The 45-minute helicopter flight was pretty spectacular. Instead of being crammed in the cargo area of a hulking 212 helo with 800 pounds of gear and a helitech to help shift things around, today we hopped in a small A Star with one pilot and no gear. What a relief! I sat in the copilot seat for the trip and took photos out the front windows while the pilot pointed out interesting terrain features below. We flew along high cliff faces, over crevasse fields, glaciers, and around 12,000′ Mount Terror, under sunny skies.
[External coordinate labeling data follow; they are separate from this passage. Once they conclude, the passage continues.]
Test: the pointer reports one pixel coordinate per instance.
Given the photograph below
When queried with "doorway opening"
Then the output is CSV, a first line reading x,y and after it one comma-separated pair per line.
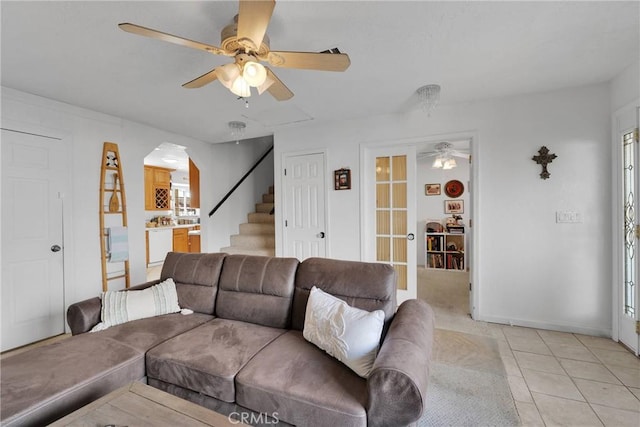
x,y
443,204
172,205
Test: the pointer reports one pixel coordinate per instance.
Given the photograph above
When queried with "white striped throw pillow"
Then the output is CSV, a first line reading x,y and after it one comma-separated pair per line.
x,y
124,306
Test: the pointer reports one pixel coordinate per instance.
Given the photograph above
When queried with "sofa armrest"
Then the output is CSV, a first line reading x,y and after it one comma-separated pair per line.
x,y
84,315
397,384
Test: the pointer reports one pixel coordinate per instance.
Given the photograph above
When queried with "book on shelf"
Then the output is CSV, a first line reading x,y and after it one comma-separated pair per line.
x,y
455,229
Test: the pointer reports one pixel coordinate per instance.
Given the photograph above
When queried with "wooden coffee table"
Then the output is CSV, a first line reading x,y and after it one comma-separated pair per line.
x,y
138,404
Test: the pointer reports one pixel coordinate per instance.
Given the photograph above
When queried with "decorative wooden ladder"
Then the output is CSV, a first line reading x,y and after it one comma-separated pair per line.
x,y
113,210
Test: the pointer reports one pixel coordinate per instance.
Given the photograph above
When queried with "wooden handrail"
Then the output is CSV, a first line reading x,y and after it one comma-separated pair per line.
x,y
224,199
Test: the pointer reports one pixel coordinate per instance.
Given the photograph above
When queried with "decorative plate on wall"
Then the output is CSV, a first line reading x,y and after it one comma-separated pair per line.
x,y
454,188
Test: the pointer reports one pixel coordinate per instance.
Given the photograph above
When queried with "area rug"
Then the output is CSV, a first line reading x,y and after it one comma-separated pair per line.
x,y
467,384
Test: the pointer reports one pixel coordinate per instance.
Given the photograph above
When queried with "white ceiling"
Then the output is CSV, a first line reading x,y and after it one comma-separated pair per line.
x,y
74,52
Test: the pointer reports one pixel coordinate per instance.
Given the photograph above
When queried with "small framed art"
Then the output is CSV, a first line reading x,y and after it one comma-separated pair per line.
x,y
343,179
454,206
432,189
It was nice to spend one last afternoon at Cape Crozier, though our stay was cut short by a creeping fog bank that threatened to strand us – we lifted out through an open patch, turning our backs, as fog obscured the penguin colony. The return flight, hemmed in by low-lying fog and mid-level overcast, with snowy mountains on one side and icy sea on the other, was “like playing inside a ping-pong ball”, as our pilot put it – hard to judge definition in any surrounding surface. There was quite a traffic jam at Crozier today, actually; three separate helicopters dropped crews for the day to board up the windows of our hut, yank the comms gear, and get the place ready for a long winter.
So, we’ve seen the last of our field camp for the season. It was weird to see crews stripping down the building today, what was for so long our cozy place. Tomorrow we will take another helicopter day trip, to Cape Royds, to measure and band chicks at the colony there, and those will be the last penguins I see for a while! Time flies!